Jakarta Raya

Jakarta Berpolusi, Berikut Ancaman Penyakit Bagi Masyarakat

Selasa, 15 Agustus 2023 | 10:00 WIB

Jakarta Berpolusi, Berikut Ancaman Penyakit Bagi Masyarakat

Ilusrtasi: Polusi Jakarta (Foto: Dok. NU Online Jakarta)

Jakarta Timur, NU Online Jakarta


Akhir-akhir ini DKI Jakarta menjadi kota yang berpolusi sedunia, dalam lansiran IQAir sempat menduduki posisi pertama pada 10 Agustus 2023 dengan indeks mencapai 161 sampai pada saat ini Jakarta duduk di posisi kedua berdasarkan IQAir dengan indeks 174 per Selasa (15/8/2023) pukul 06:00 WIB.

 

Partikel yang ditemukan dalam pencemaran udara berkisar pada partikel PM 2.5 dengan konsentrasi mencapai 99.3 mikrogram per meter kubik, hal ini menyebabkan Jakarta menduduki posisi kedua setelah Dubai, Uni Emirat Arab dengan indeks di angka 177.

 

Dilaporkan dalam laporan Badan Meteorologi dan Geofisika (BMKG) DKI Jakarta terpantau cukup mendung dengan suhu 24 derajat celcius dengan kelembapan angin mencapai 9,3 kilometer per jam (km/h) dan tekanan udara sebesar 1.015 miliar.

 

Menurut Kementerian Kesehatan, melalui laman resminya, pencemaran udara memiliki dampak terhadap kesehatan di antaranya adalah gangguan saluran pernafasan, penyakit jantung, kanker berbagai organ tubuh, gangguan reproduksi dan hipertensi (tekanan darah tinggi).

 

Dalam lansiran yang sama, Kemenkes mengatakan terdapat dua jenis pencemaran, yaitu pencemaran dalam ruangan (indoor pollution) yang terjadi di dalam rumah, sekolah dan kantor.
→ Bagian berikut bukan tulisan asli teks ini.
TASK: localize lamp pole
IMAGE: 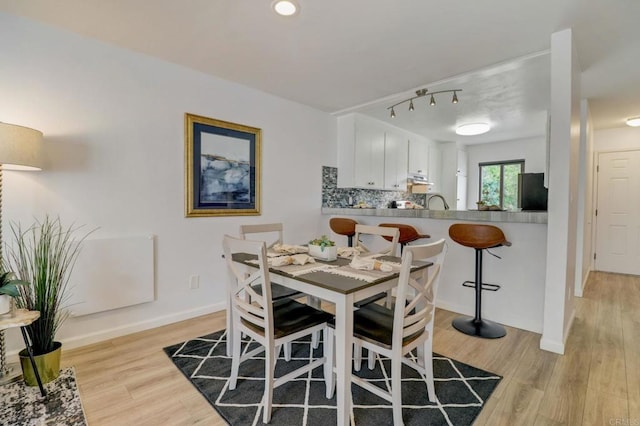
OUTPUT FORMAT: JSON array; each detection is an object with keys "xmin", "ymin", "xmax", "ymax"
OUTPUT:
[{"xmin": 0, "ymin": 122, "xmax": 43, "ymax": 385}]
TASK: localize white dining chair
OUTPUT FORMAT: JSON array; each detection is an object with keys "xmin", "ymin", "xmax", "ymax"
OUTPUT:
[
  {"xmin": 240, "ymin": 223, "xmax": 320, "ymax": 354},
  {"xmin": 353, "ymin": 224, "xmax": 400, "ymax": 256},
  {"xmin": 222, "ymin": 235, "xmax": 333, "ymax": 423},
  {"xmin": 324, "ymin": 239, "xmax": 446, "ymax": 426},
  {"xmin": 240, "ymin": 223, "xmax": 304, "ymax": 301},
  {"xmin": 353, "ymin": 224, "xmax": 400, "ymax": 308}
]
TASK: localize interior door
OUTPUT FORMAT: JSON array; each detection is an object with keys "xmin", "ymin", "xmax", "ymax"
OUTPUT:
[{"xmin": 595, "ymin": 151, "xmax": 640, "ymax": 275}]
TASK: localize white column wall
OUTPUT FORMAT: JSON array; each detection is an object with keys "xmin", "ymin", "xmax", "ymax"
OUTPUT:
[
  {"xmin": 540, "ymin": 29, "xmax": 580, "ymax": 353},
  {"xmin": 0, "ymin": 13, "xmax": 336, "ymax": 354}
]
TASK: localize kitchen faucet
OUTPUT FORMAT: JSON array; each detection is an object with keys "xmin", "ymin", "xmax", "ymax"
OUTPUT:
[{"xmin": 427, "ymin": 194, "xmax": 449, "ymax": 210}]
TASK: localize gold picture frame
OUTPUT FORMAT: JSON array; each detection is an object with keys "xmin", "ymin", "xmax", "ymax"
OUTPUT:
[{"xmin": 184, "ymin": 113, "xmax": 262, "ymax": 217}]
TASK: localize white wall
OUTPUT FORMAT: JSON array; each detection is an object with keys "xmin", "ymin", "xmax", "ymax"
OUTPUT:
[
  {"xmin": 540, "ymin": 29, "xmax": 580, "ymax": 353},
  {"xmin": 467, "ymin": 136, "xmax": 546, "ymax": 209},
  {"xmin": 0, "ymin": 13, "xmax": 336, "ymax": 353},
  {"xmin": 593, "ymin": 126, "xmax": 640, "ymax": 152},
  {"xmin": 575, "ymin": 100, "xmax": 594, "ymax": 297}
]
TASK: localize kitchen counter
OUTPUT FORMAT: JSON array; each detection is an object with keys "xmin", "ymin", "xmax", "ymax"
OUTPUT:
[
  {"xmin": 321, "ymin": 207, "xmax": 547, "ymax": 333},
  {"xmin": 322, "ymin": 207, "xmax": 547, "ymax": 224}
]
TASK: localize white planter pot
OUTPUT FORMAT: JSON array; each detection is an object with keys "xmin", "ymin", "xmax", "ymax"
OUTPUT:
[
  {"xmin": 0, "ymin": 294, "xmax": 11, "ymax": 315},
  {"xmin": 309, "ymin": 244, "xmax": 338, "ymax": 261}
]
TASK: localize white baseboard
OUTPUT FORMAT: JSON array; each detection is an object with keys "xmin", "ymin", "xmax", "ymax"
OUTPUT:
[
  {"xmin": 540, "ymin": 309, "xmax": 576, "ymax": 355},
  {"xmin": 576, "ymin": 269, "xmax": 591, "ymax": 297},
  {"xmin": 540, "ymin": 337, "xmax": 564, "ymax": 355},
  {"xmin": 2, "ymin": 302, "xmax": 226, "ymax": 362}
]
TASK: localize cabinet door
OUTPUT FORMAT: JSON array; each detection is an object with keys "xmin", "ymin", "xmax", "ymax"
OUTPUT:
[
  {"xmin": 456, "ymin": 176, "xmax": 467, "ymax": 210},
  {"xmin": 354, "ymin": 121, "xmax": 384, "ymax": 189},
  {"xmin": 457, "ymin": 149, "xmax": 467, "ymax": 176},
  {"xmin": 384, "ymin": 132, "xmax": 409, "ymax": 191},
  {"xmin": 409, "ymin": 137, "xmax": 429, "ymax": 175},
  {"xmin": 428, "ymin": 145, "xmax": 442, "ymax": 192}
]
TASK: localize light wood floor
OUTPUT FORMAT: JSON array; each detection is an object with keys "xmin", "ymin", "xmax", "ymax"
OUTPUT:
[{"xmin": 62, "ymin": 273, "xmax": 640, "ymax": 426}]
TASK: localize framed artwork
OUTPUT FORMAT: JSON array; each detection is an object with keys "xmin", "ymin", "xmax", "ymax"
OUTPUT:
[{"xmin": 184, "ymin": 113, "xmax": 262, "ymax": 217}]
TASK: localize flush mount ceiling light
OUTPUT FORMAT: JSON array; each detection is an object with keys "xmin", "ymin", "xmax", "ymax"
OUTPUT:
[
  {"xmin": 271, "ymin": 0, "xmax": 300, "ymax": 16},
  {"xmin": 627, "ymin": 117, "xmax": 640, "ymax": 127},
  {"xmin": 387, "ymin": 89, "xmax": 462, "ymax": 118},
  {"xmin": 456, "ymin": 123, "xmax": 491, "ymax": 136}
]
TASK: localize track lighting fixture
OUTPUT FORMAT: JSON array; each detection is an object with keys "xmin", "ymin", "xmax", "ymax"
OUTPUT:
[{"xmin": 387, "ymin": 89, "xmax": 462, "ymax": 118}]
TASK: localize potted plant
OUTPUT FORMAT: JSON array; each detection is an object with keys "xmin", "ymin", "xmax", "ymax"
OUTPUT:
[
  {"xmin": 6, "ymin": 216, "xmax": 89, "ymax": 386},
  {"xmin": 0, "ymin": 271, "xmax": 29, "ymax": 315},
  {"xmin": 309, "ymin": 235, "xmax": 338, "ymax": 260}
]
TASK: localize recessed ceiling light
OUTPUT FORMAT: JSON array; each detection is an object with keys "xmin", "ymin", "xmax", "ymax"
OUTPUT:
[
  {"xmin": 456, "ymin": 123, "xmax": 491, "ymax": 136},
  {"xmin": 271, "ymin": 0, "xmax": 300, "ymax": 16},
  {"xmin": 627, "ymin": 117, "xmax": 640, "ymax": 127}
]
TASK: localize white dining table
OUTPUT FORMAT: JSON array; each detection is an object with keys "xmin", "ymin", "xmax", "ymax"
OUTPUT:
[{"xmin": 227, "ymin": 253, "xmax": 431, "ymax": 426}]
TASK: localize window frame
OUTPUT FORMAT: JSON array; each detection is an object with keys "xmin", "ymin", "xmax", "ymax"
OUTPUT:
[{"xmin": 478, "ymin": 158, "xmax": 525, "ymax": 209}]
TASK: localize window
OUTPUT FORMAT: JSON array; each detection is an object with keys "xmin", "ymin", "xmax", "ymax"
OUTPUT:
[{"xmin": 478, "ymin": 160, "xmax": 524, "ymax": 210}]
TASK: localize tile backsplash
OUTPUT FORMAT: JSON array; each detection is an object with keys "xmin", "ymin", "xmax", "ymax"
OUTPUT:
[{"xmin": 322, "ymin": 166, "xmax": 426, "ymax": 208}]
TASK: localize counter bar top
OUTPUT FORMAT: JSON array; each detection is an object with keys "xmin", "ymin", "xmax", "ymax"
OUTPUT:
[{"xmin": 322, "ymin": 207, "xmax": 547, "ymax": 224}]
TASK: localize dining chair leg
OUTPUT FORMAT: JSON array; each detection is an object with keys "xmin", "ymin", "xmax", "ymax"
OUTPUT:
[
  {"xmin": 229, "ymin": 327, "xmax": 242, "ymax": 390},
  {"xmin": 262, "ymin": 345, "xmax": 276, "ymax": 423},
  {"xmin": 283, "ymin": 342, "xmax": 291, "ymax": 362},
  {"xmin": 422, "ymin": 339, "xmax": 436, "ymax": 402},
  {"xmin": 391, "ymin": 353, "xmax": 404, "ymax": 426},
  {"xmin": 308, "ymin": 295, "xmax": 322, "ymax": 350},
  {"xmin": 323, "ymin": 327, "xmax": 336, "ymax": 399},
  {"xmin": 367, "ymin": 351, "xmax": 376, "ymax": 370},
  {"xmin": 353, "ymin": 342, "xmax": 362, "ymax": 371}
]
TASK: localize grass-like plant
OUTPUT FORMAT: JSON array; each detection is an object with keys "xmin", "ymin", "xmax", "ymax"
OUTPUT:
[
  {"xmin": 0, "ymin": 271, "xmax": 29, "ymax": 297},
  {"xmin": 5, "ymin": 216, "xmax": 90, "ymax": 355}
]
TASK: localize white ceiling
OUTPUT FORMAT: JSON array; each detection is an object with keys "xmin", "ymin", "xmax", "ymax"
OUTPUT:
[{"xmin": 0, "ymin": 0, "xmax": 640, "ymax": 143}]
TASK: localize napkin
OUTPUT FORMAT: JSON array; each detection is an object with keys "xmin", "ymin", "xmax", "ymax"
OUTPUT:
[
  {"xmin": 349, "ymin": 256, "xmax": 393, "ymax": 272},
  {"xmin": 338, "ymin": 247, "xmax": 362, "ymax": 258},
  {"xmin": 270, "ymin": 254, "xmax": 316, "ymax": 266},
  {"xmin": 271, "ymin": 244, "xmax": 309, "ymax": 254}
]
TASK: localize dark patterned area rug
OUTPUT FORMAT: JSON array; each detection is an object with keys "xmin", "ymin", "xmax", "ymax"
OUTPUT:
[
  {"xmin": 0, "ymin": 367, "xmax": 87, "ymax": 426},
  {"xmin": 164, "ymin": 331, "xmax": 501, "ymax": 426}
]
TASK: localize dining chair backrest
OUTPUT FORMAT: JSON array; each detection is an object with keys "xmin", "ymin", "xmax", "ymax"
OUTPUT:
[
  {"xmin": 392, "ymin": 239, "xmax": 446, "ymax": 347},
  {"xmin": 240, "ymin": 223, "xmax": 284, "ymax": 248},
  {"xmin": 353, "ymin": 224, "xmax": 400, "ymax": 256},
  {"xmin": 222, "ymin": 235, "xmax": 273, "ymax": 340}
]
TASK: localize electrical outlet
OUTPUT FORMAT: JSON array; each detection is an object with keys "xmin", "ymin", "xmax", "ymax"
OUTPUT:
[{"xmin": 189, "ymin": 275, "xmax": 200, "ymax": 290}]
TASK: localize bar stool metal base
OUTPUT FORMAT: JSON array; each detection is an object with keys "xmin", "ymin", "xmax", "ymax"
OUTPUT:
[
  {"xmin": 0, "ymin": 362, "xmax": 22, "ymax": 386},
  {"xmin": 451, "ymin": 317, "xmax": 507, "ymax": 339}
]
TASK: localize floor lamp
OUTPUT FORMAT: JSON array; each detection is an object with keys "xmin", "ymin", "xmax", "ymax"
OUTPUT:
[{"xmin": 0, "ymin": 122, "xmax": 43, "ymax": 384}]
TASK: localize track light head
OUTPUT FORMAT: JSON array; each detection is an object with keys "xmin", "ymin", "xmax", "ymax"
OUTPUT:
[{"xmin": 387, "ymin": 89, "xmax": 462, "ymax": 118}]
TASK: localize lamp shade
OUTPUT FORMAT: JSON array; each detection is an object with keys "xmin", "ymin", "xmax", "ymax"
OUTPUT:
[{"xmin": 0, "ymin": 123, "xmax": 44, "ymax": 170}]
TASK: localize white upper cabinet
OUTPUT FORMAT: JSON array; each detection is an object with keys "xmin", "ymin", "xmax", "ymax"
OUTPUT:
[
  {"xmin": 356, "ymin": 120, "xmax": 385, "ymax": 189},
  {"xmin": 338, "ymin": 114, "xmax": 408, "ymax": 190},
  {"xmin": 409, "ymin": 136, "xmax": 429, "ymax": 176},
  {"xmin": 384, "ymin": 130, "xmax": 409, "ymax": 191}
]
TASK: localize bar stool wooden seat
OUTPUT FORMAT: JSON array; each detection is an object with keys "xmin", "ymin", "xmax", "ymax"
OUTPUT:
[
  {"xmin": 379, "ymin": 223, "xmax": 431, "ymax": 255},
  {"xmin": 329, "ymin": 217, "xmax": 360, "ymax": 247},
  {"xmin": 449, "ymin": 223, "xmax": 511, "ymax": 339}
]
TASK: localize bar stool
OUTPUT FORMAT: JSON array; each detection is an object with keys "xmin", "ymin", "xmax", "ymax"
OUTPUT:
[
  {"xmin": 379, "ymin": 223, "xmax": 431, "ymax": 255},
  {"xmin": 449, "ymin": 223, "xmax": 511, "ymax": 339},
  {"xmin": 329, "ymin": 217, "xmax": 358, "ymax": 247}
]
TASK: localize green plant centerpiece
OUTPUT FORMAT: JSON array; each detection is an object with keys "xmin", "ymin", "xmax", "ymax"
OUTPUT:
[
  {"xmin": 0, "ymin": 270, "xmax": 29, "ymax": 315},
  {"xmin": 5, "ymin": 216, "xmax": 91, "ymax": 386},
  {"xmin": 309, "ymin": 235, "xmax": 338, "ymax": 261},
  {"xmin": 309, "ymin": 235, "xmax": 336, "ymax": 251}
]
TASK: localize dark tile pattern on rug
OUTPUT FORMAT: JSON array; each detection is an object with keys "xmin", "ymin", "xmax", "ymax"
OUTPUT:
[
  {"xmin": 164, "ymin": 331, "xmax": 501, "ymax": 426},
  {"xmin": 0, "ymin": 367, "xmax": 87, "ymax": 426}
]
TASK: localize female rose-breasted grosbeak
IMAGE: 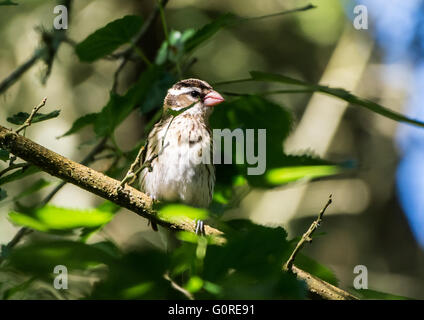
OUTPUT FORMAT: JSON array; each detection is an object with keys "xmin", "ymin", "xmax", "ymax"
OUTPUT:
[{"xmin": 140, "ymin": 79, "xmax": 224, "ymax": 233}]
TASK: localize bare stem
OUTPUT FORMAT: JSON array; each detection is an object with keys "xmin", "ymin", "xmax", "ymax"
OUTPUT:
[
  {"xmin": 283, "ymin": 194, "xmax": 333, "ymax": 271},
  {"xmin": 16, "ymin": 97, "xmax": 47, "ymax": 133}
]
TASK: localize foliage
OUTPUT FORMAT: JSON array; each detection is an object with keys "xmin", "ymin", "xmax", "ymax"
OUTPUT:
[{"xmin": 0, "ymin": 1, "xmax": 414, "ymax": 299}]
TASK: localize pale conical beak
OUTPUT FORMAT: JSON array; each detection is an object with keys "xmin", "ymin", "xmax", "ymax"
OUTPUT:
[{"xmin": 203, "ymin": 90, "xmax": 224, "ymax": 107}]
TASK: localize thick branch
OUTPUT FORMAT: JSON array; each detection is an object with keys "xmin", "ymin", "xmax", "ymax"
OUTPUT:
[
  {"xmin": 0, "ymin": 126, "xmax": 356, "ymax": 300},
  {"xmin": 0, "ymin": 126, "xmax": 222, "ymax": 235},
  {"xmin": 291, "ymin": 265, "xmax": 358, "ymax": 300}
]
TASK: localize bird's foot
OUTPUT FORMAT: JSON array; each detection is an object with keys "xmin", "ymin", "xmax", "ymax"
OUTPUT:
[{"xmin": 194, "ymin": 219, "xmax": 206, "ymax": 236}]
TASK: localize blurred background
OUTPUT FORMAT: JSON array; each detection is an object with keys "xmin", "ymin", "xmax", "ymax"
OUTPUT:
[{"xmin": 0, "ymin": 0, "xmax": 424, "ymax": 298}]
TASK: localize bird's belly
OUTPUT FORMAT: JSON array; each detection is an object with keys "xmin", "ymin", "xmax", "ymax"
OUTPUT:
[{"xmin": 142, "ymin": 143, "xmax": 215, "ymax": 207}]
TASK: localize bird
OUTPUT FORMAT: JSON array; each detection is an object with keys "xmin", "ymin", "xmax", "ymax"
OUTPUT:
[{"xmin": 139, "ymin": 78, "xmax": 224, "ymax": 234}]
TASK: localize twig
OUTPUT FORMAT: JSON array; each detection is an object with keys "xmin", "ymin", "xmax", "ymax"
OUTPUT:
[
  {"xmin": 283, "ymin": 194, "xmax": 333, "ymax": 271},
  {"xmin": 0, "ymin": 126, "xmax": 355, "ymax": 299},
  {"xmin": 0, "ymin": 138, "xmax": 107, "ymax": 263},
  {"xmin": 16, "ymin": 97, "xmax": 47, "ymax": 133},
  {"xmin": 0, "ymin": 0, "xmax": 71, "ymax": 93},
  {"xmin": 0, "ymin": 163, "xmax": 30, "ymax": 177},
  {"xmin": 0, "ymin": 126, "xmax": 224, "ymax": 238}
]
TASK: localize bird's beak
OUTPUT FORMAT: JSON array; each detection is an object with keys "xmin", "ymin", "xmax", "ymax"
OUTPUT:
[{"xmin": 203, "ymin": 90, "xmax": 224, "ymax": 107}]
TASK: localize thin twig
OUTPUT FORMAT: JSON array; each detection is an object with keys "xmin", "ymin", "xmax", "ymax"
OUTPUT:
[
  {"xmin": 16, "ymin": 97, "xmax": 47, "ymax": 133},
  {"xmin": 283, "ymin": 194, "xmax": 333, "ymax": 271},
  {"xmin": 0, "ymin": 162, "xmax": 30, "ymax": 177}
]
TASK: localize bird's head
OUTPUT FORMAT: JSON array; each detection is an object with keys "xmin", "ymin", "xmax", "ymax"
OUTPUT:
[{"xmin": 164, "ymin": 79, "xmax": 224, "ymax": 119}]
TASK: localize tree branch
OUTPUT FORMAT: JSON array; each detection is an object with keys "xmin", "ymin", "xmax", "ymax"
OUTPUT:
[
  {"xmin": 0, "ymin": 126, "xmax": 357, "ymax": 300},
  {"xmin": 0, "ymin": 126, "xmax": 222, "ymax": 236}
]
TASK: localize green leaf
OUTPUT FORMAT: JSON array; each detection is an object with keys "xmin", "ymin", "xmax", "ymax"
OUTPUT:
[
  {"xmin": 9, "ymin": 206, "xmax": 114, "ymax": 232},
  {"xmin": 184, "ymin": 276, "xmax": 203, "ymax": 293},
  {"xmin": 0, "ymin": 165, "xmax": 41, "ymax": 185},
  {"xmin": 265, "ymin": 165, "xmax": 341, "ymax": 185},
  {"xmin": 58, "ymin": 113, "xmax": 99, "ymax": 138},
  {"xmin": 7, "ymin": 110, "xmax": 60, "ymax": 125},
  {"xmin": 0, "ymin": 188, "xmax": 7, "ymax": 201},
  {"xmin": 94, "ymin": 66, "xmax": 162, "ymax": 136},
  {"xmin": 0, "ymin": 0, "xmax": 19, "ymax": 6},
  {"xmin": 76, "ymin": 16, "xmax": 143, "ymax": 62},
  {"xmin": 250, "ymin": 71, "xmax": 424, "ymax": 127},
  {"xmin": 184, "ymin": 13, "xmax": 238, "ymax": 52},
  {"xmin": 0, "ymin": 149, "xmax": 10, "ymax": 161},
  {"xmin": 293, "ymin": 254, "xmax": 339, "ymax": 286},
  {"xmin": 197, "ymin": 220, "xmax": 306, "ymax": 299}
]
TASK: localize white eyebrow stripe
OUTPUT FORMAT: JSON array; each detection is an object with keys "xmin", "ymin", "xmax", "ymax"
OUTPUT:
[{"xmin": 168, "ymin": 88, "xmax": 200, "ymax": 96}]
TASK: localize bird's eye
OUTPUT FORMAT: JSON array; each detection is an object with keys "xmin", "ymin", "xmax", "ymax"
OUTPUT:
[{"xmin": 190, "ymin": 90, "xmax": 200, "ymax": 98}]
Sementara itu pencemaran di luar ruangan (outdoor pollution) berasal dari emisi kendaraan bermotor, industri, perkapalan dan proses alami oleh makhluk hidup.  

 

Selain itu, terdapat sumber pencemaran udara dapat diklasifikasikan menjadi sumber diam dan sumber bergerak.  Sumber diam terdiri dari industri, pembangkit listrik dan rumah tangga.  Sedangkan sumber bergerak adalah aktifitas kendaraan bermotor dan transportasi laut.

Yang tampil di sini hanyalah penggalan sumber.